Gleichzeitig wurde auch der Irak auf die „graue Liste“ gesetzt.
Nach Angaben der FATF weisen die Länder auf der „grauen Liste“ strategische Mängel in ihren Systemen zur Bekämpfung von Geldwäsche, Terrorismusfinanzierung und der Finanzierung der Verbreitung von Massenvernichtungswaffen auf, verpflichten sich jedoch, diese Probleme innerhalb vereinbarter Fristen zu beheben.
FATF-Präsident Elisa de Anda Madrazo erklärte, dass Bosnien und Herzegowina den Schutz des Finanzsystems vor der Nutzung durch Kriminelle und Terroristen verstärken sowie eine effektivere Aufsicht über den Bankensektor gewährleisten müsse.
Für die Region ist dies ein wichtiges Signal. Bosnien und Herzegowina ist nach wie vor Teil des westbalkanischen Wirtschaftsraums, der durch Banken, Handel, Geldüberweisungen der Diaspora, Verkehr, Bauwesen und Kleinunternehmen eng mit Serbien, Kroatien, Montenegro und den EU-Ländern verbunden ist.
Die Aufnahme in die „graue Liste“ bedeutet zwar keine Sanktionen oder Transaktionsverbote, führt jedoch in der Regel zu einer strengeren Einhaltung der Vorschriften durch Banken und Finanzinstitute. Internationale Zahlungen, die Eröffnung von Konten, die Betreuung von Unternehmen, Überweisungen und Geschäfte mit Vertragspartnern aus dieser Jurisdiktion können mit zusätzlichen Prüfungen verbunden sein.
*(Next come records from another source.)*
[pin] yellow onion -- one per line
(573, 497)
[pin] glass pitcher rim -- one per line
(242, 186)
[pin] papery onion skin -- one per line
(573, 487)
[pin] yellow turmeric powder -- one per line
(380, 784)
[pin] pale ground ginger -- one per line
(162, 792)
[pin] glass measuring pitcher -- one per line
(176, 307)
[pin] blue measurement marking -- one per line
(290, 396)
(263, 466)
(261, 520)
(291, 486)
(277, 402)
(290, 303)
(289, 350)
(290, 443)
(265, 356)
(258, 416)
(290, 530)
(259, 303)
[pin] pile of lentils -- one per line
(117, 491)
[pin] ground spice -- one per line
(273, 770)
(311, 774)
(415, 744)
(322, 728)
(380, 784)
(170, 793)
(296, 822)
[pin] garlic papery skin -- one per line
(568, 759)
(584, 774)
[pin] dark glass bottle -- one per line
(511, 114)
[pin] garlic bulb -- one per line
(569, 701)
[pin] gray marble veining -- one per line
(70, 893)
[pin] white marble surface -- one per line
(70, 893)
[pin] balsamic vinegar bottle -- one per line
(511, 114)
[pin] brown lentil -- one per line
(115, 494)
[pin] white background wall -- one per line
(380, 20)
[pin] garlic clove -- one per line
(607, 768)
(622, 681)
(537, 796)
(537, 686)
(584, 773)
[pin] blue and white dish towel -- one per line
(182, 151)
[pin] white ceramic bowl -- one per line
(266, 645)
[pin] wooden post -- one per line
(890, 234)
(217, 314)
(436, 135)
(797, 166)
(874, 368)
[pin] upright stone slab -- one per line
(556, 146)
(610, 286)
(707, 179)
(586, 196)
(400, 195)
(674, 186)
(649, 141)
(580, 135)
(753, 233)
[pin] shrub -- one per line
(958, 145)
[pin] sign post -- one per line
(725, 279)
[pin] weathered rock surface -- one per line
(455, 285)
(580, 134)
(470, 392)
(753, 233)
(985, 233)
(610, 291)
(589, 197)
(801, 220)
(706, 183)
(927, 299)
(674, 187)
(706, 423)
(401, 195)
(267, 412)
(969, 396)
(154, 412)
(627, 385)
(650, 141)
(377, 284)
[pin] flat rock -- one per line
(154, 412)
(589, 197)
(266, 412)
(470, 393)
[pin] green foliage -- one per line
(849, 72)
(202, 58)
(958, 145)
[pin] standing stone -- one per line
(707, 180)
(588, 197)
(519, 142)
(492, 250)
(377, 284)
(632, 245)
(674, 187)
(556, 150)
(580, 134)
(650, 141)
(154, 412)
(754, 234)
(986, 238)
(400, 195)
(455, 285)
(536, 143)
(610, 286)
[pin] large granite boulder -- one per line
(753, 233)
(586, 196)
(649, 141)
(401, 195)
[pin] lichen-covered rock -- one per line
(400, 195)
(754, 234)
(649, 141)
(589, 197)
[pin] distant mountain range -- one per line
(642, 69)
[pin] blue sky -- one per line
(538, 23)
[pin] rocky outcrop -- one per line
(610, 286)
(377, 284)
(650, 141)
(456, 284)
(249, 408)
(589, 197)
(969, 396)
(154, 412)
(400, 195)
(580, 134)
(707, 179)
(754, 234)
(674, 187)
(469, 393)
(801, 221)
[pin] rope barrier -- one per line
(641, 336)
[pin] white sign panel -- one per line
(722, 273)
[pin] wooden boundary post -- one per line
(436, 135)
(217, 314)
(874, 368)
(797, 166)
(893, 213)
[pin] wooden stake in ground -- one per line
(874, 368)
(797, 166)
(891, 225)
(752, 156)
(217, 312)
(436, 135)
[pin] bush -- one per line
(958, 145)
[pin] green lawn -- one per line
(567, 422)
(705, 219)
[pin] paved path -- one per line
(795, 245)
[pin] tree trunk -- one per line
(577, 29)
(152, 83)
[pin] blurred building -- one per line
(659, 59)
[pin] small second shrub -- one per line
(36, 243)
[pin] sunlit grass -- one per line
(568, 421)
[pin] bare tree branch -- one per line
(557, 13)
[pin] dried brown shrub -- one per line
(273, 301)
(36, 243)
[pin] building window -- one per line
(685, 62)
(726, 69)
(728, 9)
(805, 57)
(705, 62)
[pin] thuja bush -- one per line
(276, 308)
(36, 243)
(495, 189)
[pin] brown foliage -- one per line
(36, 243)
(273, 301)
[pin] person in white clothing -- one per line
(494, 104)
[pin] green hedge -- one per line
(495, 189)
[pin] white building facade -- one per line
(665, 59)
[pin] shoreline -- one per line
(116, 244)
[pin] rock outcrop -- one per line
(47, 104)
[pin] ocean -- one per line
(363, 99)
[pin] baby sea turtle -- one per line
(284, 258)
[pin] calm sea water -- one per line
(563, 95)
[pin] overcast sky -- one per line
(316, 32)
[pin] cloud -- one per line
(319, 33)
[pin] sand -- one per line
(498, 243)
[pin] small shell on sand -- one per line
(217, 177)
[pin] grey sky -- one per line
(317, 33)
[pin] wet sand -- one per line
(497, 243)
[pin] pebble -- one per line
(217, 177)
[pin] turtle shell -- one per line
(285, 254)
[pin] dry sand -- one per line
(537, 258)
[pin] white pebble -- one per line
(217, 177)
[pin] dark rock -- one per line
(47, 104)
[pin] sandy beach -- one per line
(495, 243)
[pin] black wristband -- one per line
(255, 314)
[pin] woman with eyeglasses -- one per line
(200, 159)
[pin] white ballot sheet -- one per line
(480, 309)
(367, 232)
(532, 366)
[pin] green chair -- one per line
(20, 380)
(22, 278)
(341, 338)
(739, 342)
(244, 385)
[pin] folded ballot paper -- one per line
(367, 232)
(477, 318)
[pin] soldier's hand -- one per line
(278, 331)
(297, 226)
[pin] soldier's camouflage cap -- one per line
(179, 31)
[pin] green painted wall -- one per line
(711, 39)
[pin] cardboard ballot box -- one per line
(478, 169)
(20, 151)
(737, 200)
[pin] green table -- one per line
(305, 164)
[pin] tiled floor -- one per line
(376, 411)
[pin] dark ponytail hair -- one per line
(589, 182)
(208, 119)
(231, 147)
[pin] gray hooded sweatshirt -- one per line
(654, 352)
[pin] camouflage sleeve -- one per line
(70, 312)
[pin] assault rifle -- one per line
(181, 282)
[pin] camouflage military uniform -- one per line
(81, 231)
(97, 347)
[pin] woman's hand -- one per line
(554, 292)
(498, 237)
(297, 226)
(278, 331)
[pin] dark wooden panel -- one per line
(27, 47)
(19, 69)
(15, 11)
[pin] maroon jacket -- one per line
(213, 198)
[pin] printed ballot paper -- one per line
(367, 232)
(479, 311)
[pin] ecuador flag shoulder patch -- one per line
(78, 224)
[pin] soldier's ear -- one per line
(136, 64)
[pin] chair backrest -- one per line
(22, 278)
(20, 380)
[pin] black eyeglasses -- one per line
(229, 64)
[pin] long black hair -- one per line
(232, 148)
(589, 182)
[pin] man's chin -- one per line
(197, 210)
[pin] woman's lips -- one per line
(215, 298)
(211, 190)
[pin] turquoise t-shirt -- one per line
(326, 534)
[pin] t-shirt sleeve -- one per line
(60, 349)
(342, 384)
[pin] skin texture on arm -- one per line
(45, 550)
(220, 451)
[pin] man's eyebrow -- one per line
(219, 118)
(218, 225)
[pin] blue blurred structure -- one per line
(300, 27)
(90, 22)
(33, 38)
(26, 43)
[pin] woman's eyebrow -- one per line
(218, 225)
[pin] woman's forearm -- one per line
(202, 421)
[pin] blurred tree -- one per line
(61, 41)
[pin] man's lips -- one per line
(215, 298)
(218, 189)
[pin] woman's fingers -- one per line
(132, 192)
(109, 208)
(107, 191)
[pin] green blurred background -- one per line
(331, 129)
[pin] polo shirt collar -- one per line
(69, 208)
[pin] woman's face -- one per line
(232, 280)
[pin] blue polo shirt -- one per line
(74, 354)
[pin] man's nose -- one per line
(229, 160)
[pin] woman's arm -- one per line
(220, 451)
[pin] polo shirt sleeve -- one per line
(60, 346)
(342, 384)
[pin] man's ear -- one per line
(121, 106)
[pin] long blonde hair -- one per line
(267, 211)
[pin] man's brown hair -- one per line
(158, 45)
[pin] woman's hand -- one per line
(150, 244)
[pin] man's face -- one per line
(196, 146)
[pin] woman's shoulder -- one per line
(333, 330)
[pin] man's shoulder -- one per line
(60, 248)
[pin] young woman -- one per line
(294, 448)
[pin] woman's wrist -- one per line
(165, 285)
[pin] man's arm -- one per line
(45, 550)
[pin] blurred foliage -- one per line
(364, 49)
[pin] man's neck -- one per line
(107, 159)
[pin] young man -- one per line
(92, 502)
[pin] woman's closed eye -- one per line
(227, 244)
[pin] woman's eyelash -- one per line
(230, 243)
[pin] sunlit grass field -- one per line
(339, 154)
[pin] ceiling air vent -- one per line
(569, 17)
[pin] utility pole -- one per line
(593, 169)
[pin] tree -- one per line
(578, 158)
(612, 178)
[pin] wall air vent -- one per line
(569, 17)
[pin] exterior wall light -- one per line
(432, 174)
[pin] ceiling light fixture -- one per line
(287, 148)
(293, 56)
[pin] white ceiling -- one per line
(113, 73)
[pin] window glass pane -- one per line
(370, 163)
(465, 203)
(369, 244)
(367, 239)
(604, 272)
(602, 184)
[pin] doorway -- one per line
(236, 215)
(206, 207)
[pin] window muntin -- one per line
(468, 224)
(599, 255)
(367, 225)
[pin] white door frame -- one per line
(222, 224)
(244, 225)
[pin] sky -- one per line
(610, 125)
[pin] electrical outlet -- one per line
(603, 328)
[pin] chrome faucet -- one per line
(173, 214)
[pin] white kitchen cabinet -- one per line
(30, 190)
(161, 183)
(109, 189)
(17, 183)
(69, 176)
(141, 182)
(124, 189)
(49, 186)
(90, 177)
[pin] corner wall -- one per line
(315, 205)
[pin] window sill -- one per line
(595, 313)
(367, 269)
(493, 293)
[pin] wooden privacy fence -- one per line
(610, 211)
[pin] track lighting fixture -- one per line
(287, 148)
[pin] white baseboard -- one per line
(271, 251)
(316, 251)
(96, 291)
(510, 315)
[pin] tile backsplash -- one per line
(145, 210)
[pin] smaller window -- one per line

Für Serbien ist dies aus zwei Gründen wichtig. Erstens ist Bosnien und Herzegowina ein Nachbarland und einer der wichtigsten Märkte für den regionalen Handel. Zweitens können serbische Banken, Unternehmen und Exporteure, die mit Partnern aus Bosnien und Herzegowina zusammenarbeiten, mit detaillierteren Anfragen bezüglich der Herkunft der Gelder, der Eigentumsverhältnisse, der wirtschaftlich Berechtigten und des Verwendungszwecks der Zahlungen konfrontiert werden.
Aus praktischer Sicht sollten Unternehmen, die mit Bosnien und Herzegowina zusammenarbeiten, die Unterlagen zu den Geschäften im Voraus vorbereiten, die tatsächliche Erbringung von Lieferungen und Dienstleistungen nachweisen sowie Verträge und Zahlungsgrundlagen korrekt ausfertigen. Dies gilt insbesondere für Finanzdienstleistungen, Handel, Immobilien, Logistik, Import und Export sowie für Unternehmen mit komplexer Eigentümerstruktur.
Zur Information: Auf der aktuellen „Grauen Liste“ der FATF stehen (Stand: 19. Juni 2026) Angola, Bolivien, Bosnien und Herzegowina, Bulgarien, Kamerun, die Elfenbeinküste, die Demokratische Republik Kongo, Haiti, Irak, Kenia, Kuwait, Laos, Libanon, Monaco, Nepal, Papua-Neuguinea, Südsudan, Syrien, Venezuela, Vietnam, die Britischen Jungferninseln und Jemen.
Auf der schwarzen Liste der FATF, d. h. der Liste der Hochrisikoländer, für die die FATF verstärkte Maßnahmen oder Gegenmaßnahmen fordert, stehen Nordkorea, Iran und Myanmar.